My daughter was posterior presented, meaning she was face up in the birth canal instead of face down – a position that makes it very hard for the cervix to dilate sufficiently to allow a vaginal birth. 

But not one of the midwives present had identified this. Had they done so, it might have been possible to turn her. But such was their incompetence – or neglect – that by the time the problem had been identified, it was too late. She had to come out, fast.
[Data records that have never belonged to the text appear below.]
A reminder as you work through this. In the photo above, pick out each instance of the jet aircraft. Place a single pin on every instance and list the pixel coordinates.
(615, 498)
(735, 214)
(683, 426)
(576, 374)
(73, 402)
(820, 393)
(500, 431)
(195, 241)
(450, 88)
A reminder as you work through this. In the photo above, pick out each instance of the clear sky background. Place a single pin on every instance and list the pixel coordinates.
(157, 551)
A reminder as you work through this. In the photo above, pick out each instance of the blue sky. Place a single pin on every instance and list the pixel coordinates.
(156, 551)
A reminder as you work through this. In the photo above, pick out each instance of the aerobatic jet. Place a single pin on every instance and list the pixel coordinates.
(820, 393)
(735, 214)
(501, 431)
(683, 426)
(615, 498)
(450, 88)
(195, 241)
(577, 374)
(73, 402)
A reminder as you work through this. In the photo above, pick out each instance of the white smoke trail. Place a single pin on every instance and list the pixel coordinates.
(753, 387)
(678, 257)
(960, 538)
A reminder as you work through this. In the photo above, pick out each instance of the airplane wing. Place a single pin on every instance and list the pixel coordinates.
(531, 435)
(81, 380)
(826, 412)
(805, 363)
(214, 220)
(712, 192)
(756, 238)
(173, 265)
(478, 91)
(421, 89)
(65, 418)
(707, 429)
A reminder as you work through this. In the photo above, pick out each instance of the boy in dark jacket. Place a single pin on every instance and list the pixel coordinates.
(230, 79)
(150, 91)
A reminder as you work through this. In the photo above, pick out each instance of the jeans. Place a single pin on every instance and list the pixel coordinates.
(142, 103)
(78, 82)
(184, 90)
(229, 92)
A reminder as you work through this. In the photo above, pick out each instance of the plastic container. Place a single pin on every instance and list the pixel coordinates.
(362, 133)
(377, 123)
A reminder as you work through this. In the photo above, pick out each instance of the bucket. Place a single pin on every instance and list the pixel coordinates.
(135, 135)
Had I been left in their hands – or had the hospital had a no caesarian policy – who knows what would have happened. Maybe they would have tried to remove her with forceps; maybe she would have been brain damaged, like so many of the poor babies in this case. I consider both of us very lucky.

There are many lessons that must be learned from the appalling failures at Shrewsbury. Some of the families affected have been financially compensated. They will no doubt still seek proper justice, and rightly so.

But if any good is to come out of this tragedy, surely it must be a change in attitudes towards childbirth. As well as an acknowledgement on the part of the medical professionals involved that no mother, or baby, should ever be a pawn in the political games of others.